Certes… c’est juste… je faisais le rapprochement avec un domaine que je connais qui est en bio, en biodynamie sur des terroirs qualitatifs qui n’ont jamais vu une once de produits chimiques et ou enracinement est profond et autorise le labour… 4 à 5 passages dans l’année pour les labours, pneus basse pression etc. pour les coteaux, reste le cheval 🙂
Claude Papin te racontera l’histoire suivante. « Les vieilles dames ont coutume de dire qu’un labourage vaut deux arrosages »
Et les vielles dames ont souvent raison… effectivement le labour conduit à replacer les oligo-éléments, l’eau à la surface… et ou vont-elles aller les racines ? hein ? beh elles vont aller en surface là ou il y a à manger… Donc selon Claude Papin (et l’INRA d’Angers qui est derrière Claude Papin), le labour ne conduit pas à bousiller les radicelles comme le suggère l’image d’épinal… mais contribue au contraire à en créer au lieu de favoriser l’enracinement en profondeur.
Ce n’est pas le labourage mais le binage qui vaut deux arrosages.. ce mot étant attribué au célèbre Olivier de Serres.
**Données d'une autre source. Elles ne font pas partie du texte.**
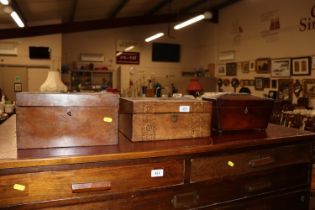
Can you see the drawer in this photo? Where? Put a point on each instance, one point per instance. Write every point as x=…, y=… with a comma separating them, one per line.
x=288, y=201
x=52, y=185
x=119, y=204
x=204, y=168
x=213, y=192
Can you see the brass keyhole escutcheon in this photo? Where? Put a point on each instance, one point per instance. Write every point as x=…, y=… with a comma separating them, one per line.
x=246, y=110
x=174, y=118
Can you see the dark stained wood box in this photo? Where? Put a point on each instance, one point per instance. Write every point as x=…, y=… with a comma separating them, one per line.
x=46, y=120
x=234, y=112
x=147, y=119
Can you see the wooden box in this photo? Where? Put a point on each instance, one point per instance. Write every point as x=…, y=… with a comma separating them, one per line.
x=47, y=120
x=146, y=119
x=233, y=112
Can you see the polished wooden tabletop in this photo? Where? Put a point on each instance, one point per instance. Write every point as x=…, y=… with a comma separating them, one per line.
x=126, y=149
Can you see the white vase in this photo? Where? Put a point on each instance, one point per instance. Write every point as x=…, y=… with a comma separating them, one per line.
x=53, y=83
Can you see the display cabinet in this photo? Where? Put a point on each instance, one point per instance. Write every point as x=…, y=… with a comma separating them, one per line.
x=94, y=80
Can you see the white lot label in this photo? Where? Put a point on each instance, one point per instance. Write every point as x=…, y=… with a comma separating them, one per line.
x=157, y=173
x=184, y=108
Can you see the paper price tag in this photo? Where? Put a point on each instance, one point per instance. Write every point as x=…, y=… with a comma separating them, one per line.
x=184, y=108
x=157, y=173
x=108, y=119
x=19, y=187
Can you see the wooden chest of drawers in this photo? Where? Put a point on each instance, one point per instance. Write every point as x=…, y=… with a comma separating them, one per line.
x=255, y=171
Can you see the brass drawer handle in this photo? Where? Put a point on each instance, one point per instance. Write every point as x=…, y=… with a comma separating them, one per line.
x=263, y=161
x=258, y=186
x=174, y=118
x=90, y=187
x=185, y=200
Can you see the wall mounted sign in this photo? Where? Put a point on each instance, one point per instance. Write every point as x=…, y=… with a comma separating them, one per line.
x=127, y=52
x=271, y=21
x=281, y=67
x=128, y=58
x=308, y=23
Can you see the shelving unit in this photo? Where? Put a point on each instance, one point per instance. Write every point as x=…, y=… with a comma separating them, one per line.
x=87, y=79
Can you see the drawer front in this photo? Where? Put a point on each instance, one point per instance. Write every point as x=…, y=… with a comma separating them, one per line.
x=212, y=192
x=205, y=168
x=289, y=201
x=54, y=185
x=105, y=205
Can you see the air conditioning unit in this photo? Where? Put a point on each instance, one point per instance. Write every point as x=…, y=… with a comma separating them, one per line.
x=8, y=48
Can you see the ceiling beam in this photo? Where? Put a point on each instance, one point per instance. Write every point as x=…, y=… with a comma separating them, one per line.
x=89, y=25
x=215, y=10
x=119, y=7
x=225, y=4
x=192, y=6
x=159, y=6
x=73, y=9
x=17, y=9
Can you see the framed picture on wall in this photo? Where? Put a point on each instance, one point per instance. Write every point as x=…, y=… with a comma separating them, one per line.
x=244, y=67
x=17, y=87
x=221, y=70
x=252, y=65
x=259, y=83
x=263, y=65
x=285, y=89
x=281, y=67
x=309, y=87
x=301, y=66
x=274, y=83
x=231, y=69
x=313, y=62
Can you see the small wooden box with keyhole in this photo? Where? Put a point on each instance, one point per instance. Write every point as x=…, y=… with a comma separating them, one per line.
x=46, y=120
x=148, y=119
x=234, y=112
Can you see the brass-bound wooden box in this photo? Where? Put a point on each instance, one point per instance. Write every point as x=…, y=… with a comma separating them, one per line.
x=147, y=119
x=47, y=120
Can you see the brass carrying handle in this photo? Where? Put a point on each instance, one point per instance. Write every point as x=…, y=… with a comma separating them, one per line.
x=263, y=161
x=90, y=187
x=174, y=118
x=258, y=186
x=264, y=207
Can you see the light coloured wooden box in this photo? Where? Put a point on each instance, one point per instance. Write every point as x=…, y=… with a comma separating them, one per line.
x=147, y=119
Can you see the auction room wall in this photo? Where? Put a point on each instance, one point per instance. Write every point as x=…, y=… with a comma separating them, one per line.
x=32, y=72
x=104, y=42
x=244, y=29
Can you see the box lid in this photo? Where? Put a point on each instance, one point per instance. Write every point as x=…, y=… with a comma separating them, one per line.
x=164, y=105
x=67, y=99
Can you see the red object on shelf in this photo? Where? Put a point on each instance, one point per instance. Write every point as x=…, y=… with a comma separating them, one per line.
x=194, y=87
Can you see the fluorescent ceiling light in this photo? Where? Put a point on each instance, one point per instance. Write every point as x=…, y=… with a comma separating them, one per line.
x=17, y=19
x=206, y=15
x=155, y=36
x=119, y=53
x=4, y=2
x=129, y=48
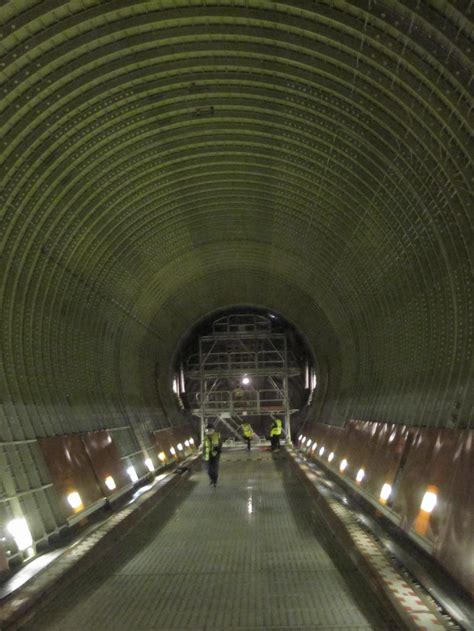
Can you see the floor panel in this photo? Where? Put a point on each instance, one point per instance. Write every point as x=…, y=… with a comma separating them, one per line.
x=247, y=555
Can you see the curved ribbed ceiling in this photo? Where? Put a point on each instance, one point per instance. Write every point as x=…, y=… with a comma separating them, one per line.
x=161, y=160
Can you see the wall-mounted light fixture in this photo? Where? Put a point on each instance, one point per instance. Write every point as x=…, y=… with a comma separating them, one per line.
x=75, y=501
x=110, y=483
x=132, y=474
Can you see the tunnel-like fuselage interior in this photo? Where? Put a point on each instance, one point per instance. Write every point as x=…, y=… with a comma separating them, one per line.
x=164, y=164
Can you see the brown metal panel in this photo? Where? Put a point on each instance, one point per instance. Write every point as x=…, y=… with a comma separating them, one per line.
x=105, y=460
x=454, y=544
x=429, y=464
x=70, y=470
x=357, y=445
x=388, y=442
x=3, y=561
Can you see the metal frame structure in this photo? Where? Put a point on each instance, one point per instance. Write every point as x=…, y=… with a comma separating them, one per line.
x=242, y=345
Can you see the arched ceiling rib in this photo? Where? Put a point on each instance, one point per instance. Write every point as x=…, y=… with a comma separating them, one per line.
x=151, y=150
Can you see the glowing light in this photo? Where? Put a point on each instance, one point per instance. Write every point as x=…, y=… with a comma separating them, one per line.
x=149, y=464
x=74, y=500
x=110, y=483
x=132, y=474
x=429, y=501
x=385, y=492
x=18, y=528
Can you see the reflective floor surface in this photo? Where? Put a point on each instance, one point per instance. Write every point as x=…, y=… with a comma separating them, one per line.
x=249, y=554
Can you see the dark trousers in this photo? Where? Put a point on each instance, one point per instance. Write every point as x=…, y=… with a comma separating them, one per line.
x=213, y=469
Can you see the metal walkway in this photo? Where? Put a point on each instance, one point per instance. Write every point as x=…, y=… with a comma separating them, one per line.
x=247, y=555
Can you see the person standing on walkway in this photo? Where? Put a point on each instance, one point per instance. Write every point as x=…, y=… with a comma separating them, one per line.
x=211, y=451
x=275, y=434
x=247, y=433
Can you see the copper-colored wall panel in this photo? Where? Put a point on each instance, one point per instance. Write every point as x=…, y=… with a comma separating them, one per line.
x=387, y=447
x=454, y=543
x=439, y=459
x=105, y=460
x=3, y=562
x=70, y=469
x=170, y=437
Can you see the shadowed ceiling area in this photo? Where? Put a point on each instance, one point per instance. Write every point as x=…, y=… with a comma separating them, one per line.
x=164, y=160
Pour ce qui du chevelu racinaire de l’année, Mon maitre à penser m’a confirmé aujourd’hui que cela développait le racinaire en profondeur et non en surface. Comme je n’ai pas la science infuse sur ce sujet, tu pourras passer au domaine pour discuter de ca avec lui si tu veux et du bien fondé de la théorie de ce Môssieur Papin…. mais je te préviens, 30 ans de labours, va falloir que tu es des arguments béton… 😉
C’est ça le binage. vivi.
Moi je veux bien organiser un débat entre Claude Papin-Chevalier et celle de Maître Jedi.
Si ça peut faire avancer le Schmilblick.